Thursday, July 28, 2011

Watch My Amplifier

I can think negatively so much that I get painfully depressed.  Most often this happens in bed when I wake up too early.  It also happens later in the day when I feel slighted by another person. And, there are other times.

I need to watch out how much I amplify disquieting thoughts and feelings.  I can control that.

"Be like an astute businessman and make stillness your criterion for testing the value of everything, and choose always what contributes to it."  (Philokalia vol. 1, p. 33)

It works.

I woke up too early this morning and was having a lot of "woe is me" thoughts to the point of almost thinking I have "a dim view of everyone," as my older brother told me he has.  (I don't want to be like him, for numerous reasons.)

I realized that two heavy things were on my mind lately.  One was trying to decide what to do about my savings due to the U.S. government possibly getting a lowered credit rating.  The other was preparing to talk to a lawyer about a wrongful discharge from employment in September, 2010.  I got the idea that I could put one of the two aside a few days; I could table the preparation for the lawyer until after the government credit crisis is passed.

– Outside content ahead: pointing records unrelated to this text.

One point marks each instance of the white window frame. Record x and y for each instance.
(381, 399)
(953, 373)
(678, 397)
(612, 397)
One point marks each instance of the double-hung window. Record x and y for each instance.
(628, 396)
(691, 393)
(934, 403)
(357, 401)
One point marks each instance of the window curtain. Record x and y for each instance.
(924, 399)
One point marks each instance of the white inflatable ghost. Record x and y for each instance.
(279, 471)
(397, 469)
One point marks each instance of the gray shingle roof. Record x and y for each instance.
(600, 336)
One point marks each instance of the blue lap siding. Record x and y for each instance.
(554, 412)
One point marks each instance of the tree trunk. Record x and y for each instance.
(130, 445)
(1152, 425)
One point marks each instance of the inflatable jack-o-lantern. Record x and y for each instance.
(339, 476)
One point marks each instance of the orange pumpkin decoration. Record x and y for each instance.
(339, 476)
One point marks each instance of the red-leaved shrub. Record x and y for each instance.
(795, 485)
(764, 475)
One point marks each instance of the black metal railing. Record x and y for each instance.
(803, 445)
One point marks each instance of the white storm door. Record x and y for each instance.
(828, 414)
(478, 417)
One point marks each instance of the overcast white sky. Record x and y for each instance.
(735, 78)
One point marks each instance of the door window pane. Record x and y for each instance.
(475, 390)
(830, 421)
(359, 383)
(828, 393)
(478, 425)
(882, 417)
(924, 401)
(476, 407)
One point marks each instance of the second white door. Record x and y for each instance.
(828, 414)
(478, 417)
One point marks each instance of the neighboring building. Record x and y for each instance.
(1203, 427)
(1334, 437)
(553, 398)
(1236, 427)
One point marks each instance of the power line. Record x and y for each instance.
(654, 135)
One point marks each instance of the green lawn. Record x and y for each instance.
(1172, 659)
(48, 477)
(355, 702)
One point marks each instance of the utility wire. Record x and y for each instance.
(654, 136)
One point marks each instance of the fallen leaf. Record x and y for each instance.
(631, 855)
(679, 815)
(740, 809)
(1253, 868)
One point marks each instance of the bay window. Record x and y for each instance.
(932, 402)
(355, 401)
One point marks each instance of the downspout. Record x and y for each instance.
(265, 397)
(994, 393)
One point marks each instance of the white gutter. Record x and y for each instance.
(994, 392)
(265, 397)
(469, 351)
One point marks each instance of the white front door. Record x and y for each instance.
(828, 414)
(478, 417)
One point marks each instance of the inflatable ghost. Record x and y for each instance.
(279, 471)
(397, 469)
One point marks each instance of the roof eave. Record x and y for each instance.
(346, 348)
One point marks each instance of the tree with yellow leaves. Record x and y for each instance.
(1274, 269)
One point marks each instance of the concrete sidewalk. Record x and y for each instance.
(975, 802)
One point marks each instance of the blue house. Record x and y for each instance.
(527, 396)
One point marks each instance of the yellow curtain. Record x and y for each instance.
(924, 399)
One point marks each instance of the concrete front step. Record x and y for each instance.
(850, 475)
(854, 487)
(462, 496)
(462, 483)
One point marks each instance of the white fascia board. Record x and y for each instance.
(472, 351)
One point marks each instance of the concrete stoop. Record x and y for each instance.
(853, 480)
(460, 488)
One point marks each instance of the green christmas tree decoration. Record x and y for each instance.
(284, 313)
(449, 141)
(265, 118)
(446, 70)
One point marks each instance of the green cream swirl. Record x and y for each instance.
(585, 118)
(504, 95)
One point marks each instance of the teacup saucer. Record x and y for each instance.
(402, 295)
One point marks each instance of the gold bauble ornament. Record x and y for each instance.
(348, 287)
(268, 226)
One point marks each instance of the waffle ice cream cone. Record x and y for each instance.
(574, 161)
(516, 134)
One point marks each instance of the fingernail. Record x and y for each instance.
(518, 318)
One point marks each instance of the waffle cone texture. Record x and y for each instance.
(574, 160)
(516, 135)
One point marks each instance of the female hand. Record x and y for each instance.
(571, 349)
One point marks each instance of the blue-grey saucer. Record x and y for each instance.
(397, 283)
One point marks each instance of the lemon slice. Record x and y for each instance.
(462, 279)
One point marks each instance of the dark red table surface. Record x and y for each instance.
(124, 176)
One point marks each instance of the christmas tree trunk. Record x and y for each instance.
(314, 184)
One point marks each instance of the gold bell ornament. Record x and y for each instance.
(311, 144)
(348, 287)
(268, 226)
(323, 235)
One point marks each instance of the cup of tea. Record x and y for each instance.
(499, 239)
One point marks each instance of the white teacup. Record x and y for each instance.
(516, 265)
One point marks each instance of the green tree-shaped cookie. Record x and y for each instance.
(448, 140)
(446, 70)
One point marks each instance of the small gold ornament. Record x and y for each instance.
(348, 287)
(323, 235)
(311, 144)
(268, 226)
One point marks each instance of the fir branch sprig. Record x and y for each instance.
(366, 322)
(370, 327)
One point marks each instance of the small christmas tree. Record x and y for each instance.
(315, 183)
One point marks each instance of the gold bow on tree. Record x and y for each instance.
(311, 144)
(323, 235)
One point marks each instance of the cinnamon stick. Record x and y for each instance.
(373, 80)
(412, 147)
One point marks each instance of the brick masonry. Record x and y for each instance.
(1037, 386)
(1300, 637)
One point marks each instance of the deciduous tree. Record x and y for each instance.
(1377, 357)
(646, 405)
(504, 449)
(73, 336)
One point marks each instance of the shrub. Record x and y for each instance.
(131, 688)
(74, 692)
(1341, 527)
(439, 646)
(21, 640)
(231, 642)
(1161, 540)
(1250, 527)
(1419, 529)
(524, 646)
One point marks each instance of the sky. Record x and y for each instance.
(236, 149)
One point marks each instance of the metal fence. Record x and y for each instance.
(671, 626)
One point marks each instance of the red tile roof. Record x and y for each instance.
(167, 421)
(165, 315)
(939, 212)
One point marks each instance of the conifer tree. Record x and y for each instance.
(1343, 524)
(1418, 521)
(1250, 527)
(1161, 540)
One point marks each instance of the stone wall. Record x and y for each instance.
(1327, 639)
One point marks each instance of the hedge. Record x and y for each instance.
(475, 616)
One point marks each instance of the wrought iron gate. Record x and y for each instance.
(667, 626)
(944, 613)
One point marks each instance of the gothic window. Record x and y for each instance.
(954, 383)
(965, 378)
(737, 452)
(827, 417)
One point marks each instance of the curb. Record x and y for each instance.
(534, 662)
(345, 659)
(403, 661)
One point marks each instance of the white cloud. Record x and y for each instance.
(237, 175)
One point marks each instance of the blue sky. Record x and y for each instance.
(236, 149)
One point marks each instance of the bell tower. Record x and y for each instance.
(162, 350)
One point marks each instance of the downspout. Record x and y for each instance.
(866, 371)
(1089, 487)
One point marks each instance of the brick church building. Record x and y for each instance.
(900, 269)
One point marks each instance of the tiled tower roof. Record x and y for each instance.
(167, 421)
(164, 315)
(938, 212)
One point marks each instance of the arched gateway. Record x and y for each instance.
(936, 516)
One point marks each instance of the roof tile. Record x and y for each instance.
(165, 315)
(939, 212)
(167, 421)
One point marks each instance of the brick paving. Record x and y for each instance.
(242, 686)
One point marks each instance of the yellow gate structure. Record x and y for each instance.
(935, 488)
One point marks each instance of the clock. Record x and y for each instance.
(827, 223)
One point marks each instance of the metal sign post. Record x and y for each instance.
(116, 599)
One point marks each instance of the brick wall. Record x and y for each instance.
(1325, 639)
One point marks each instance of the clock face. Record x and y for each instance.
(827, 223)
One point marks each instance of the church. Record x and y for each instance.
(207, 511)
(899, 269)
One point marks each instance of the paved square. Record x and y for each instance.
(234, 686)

This is what I did, combined with a decision to get up and get out and walk down to the coffee shop.  I had a pleasant walk and six pleasant conversations with others on my journey.

After a short time of deciding to get up and get out, I was feeling better.  Plus, in recent days, I had been pondering the concept of watching how much I amplify my thoughts and feelings, and I was trying to watch my amplifier.

And, last but not least, when I was in my downward spiraling thinking this morning, I was concurrently talking with God about it.  He probably helped me make the decision to table the one issue, and to take a walk.  And, He probably put those six people in my path.